Sarı Gelin’de atıldığı bi köşede öyle bekledi durdu. Beklediği
yerden gün yüzüne çıkmak, gün gelip işe yarar olmak için ne
kadar kıvrandı bilinmez. Derler ki, bir Ermeni gelinine
söylenilen ağıttı O, beklediği yerde beklerken ve henüz gün
yüzüne çıkmamışken. Ama son yüzyılda o kadar fazla ağıt
yüklendi ki Ermenilerin diline, “Sari Gelin”in acısı bir türlü
tozlanmış dünyasından inmedi. O türküdeki acı, Ermenilerin
tozlu belleklerde saklanıp durdu, diğer acıları aşarak bir
türlü gün yüzüne çıkamadı; gün yüzü görmedi, göremedi, “Sari
Gelin”, Derler ki, Sarı Gelin değil, “Sari Gyalin”di türkünün
adı. Yani, Ermenicedeki dağ kavramından-Sar’dan- geliyordu
türkünün Sarılığı. Ve “Dağlı Gelin” demekti aslında. Türkü’nün
aslı gerçekten “Sari Gyalin” miydi? Bilmiyorum.
Benim kulaklarıma türkü, Yavuz Bingöl’ün hoş sesiyle ulaşmıştı
Türkçede. Yılını hatırlamıyorum, aylardan nisandı. O kadar
duygusallaşmıştım ki, o yüzden hatırlıyorum aylardan nisan
olduğunu, göz bebeklerimde nisan yağmurları gibi yaşlar vardı;
boşaldı boşalacaktı. Salkım Hanım’ın Taneleri filminin
fragmanlarından önce de dinlemiştim türküyü Bingöl’ün içli
sesinden. Ama filmde, tam yerli yerine oturmuş olmalıydı ki
türkü, daha bi içliydi ve daha bi kendi olmuştu.

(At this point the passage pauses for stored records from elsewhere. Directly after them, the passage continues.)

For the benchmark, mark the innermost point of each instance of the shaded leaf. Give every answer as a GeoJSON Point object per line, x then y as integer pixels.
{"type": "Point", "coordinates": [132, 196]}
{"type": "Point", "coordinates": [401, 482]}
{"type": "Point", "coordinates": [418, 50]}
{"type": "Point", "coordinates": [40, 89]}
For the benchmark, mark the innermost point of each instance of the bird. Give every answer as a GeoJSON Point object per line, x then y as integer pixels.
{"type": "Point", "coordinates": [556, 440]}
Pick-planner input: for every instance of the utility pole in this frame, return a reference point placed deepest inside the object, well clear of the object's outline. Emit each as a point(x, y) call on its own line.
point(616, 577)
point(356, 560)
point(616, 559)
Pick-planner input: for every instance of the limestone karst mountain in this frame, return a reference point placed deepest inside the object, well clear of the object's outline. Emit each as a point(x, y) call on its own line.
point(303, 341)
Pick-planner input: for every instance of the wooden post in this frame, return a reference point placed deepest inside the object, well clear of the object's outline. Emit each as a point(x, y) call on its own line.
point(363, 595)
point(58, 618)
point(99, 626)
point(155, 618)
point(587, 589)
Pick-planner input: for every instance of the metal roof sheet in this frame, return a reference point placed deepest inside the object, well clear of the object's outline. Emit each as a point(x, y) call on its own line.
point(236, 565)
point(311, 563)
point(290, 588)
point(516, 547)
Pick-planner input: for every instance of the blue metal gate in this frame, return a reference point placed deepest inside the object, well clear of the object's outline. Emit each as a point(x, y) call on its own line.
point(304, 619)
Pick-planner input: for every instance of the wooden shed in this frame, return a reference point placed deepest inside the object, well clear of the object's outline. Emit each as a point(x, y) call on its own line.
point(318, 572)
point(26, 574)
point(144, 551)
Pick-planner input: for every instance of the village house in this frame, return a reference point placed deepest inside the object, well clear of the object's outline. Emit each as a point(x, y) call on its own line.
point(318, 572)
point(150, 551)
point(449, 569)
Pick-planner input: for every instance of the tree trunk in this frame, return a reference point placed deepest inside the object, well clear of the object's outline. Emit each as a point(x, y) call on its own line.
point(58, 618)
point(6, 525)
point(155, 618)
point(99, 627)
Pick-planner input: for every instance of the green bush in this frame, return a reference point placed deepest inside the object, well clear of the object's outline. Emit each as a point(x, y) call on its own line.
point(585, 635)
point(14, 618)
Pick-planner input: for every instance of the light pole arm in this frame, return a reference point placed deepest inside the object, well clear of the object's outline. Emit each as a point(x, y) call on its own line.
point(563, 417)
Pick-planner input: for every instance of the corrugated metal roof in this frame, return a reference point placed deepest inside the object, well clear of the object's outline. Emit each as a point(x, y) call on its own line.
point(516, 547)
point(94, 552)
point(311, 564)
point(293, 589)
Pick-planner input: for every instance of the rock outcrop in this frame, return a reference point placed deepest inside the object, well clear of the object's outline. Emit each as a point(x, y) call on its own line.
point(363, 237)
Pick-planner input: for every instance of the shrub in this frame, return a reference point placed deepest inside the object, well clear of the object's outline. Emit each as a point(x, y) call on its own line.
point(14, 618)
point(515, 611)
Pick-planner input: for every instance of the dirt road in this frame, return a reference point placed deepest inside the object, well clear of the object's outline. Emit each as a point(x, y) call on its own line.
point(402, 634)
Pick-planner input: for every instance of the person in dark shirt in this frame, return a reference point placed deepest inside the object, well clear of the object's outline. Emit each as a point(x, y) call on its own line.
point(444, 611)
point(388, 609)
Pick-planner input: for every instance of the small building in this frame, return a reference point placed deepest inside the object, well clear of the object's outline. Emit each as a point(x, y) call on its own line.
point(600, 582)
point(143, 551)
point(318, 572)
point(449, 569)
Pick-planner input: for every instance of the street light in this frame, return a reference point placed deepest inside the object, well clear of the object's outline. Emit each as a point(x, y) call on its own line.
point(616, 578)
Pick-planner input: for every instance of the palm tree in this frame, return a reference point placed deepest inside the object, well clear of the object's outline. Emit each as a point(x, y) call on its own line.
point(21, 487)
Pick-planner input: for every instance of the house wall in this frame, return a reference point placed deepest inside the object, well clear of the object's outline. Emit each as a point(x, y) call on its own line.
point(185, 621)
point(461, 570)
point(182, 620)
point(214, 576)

12 Kasım 1942'deçıkarılan varlık vergisi yasasını
mağdurlarından Levon, Aşkale’ye sürgüne gönderilmişti filmde
–sanırım bende sürgündeydim- filmin izleyicisi olsam da, elim
cebimdeki mendilimde… Ablasının ödeyemediği vergi borcu
yüzünden Levon Aşkale’de demir yolları yapımında işçilik
yapmaya mahkûm edilmişti.
Aşkale, karlar buzlar içerisindeydi. Şartlar korkunç
zorlayıcıydı, Almanya’da Austwich kamplarının izinde, benim
gözlerimse Levon’un gözlerinde… Ve Aşkale’de, vatani görevinde
bir erdi Bingöl, olanları izliyordu kendi halinde. Bingöl,
olanların izleyicisiydi, ama içliydi. Bingöl içli zamanlarının
birinde, sürgündekilerin koğuşunun dibinde, vakit karanlığa
dönerken yakmıştı cıgarasını ve atmıştı elini kulağına:
“Erzurum çarşı pazar, leylim aman…”
Türkü saklandığı belleklerden ilk böylemi çıkıp gelmişti
bilemem, ama benim belleğimde ilk böyle iz bırakmıştı.
Sonra, Kardeş Türkülerden dinlemiştim türküyü. Ayrı bi tadı
vardı. Ses çoğullaşmış, türkü daha bi ete kemiğe bürünmüştü.
Ve derken melodisini bildiğim ama sözlerini anlayamadığım biri
girmişti devreye; aynı türküyü, “bilmediğim bir dilden”
söylemişti, “bilinmeyen dil ve lehçelerde televizyon yayınına
izin” veren yasa koyuculara inat, başka bi dilden söylenmeye
başlamıştı Nilüfer Akbal: “Ambela para para, neynim aman,
neynim aman, sari gyalin…yes im siradzin çara ah, merıt merni,
sari gyalin sari gyalin, sari gyalin dardod yarim…” Ses ne
kadar yalın, türkü ne kadar canlıydı –siz bilmezsiniz-…Ve son
zamanlara kadar da böyleydi benim belleğimin tozlu
raflarındaki “Sarı Gelin Öyküsü”
Sarı Gelin, yıllar öncesinde bir Ermeni dağlı geline söylenen
“Sari Gyalin” ağıdımıdır yoksa Erzurum’da çarşı pazarda
dolaşan güzel bir “sarı gelin”e yakılan platonik bir sevda
türküsü müdür? Ya da rivayet edildiği üzre, Çoruh ırmağı
boyunda yaşayan Hıristiyan Kıpçak beyinin kızına aşık olan
Erzurumlu bir delikanlının “kavuşmasız aşkına” istinaden
yüreğinden gelenlerin yıllar sonra sembolleşmiş hali midir?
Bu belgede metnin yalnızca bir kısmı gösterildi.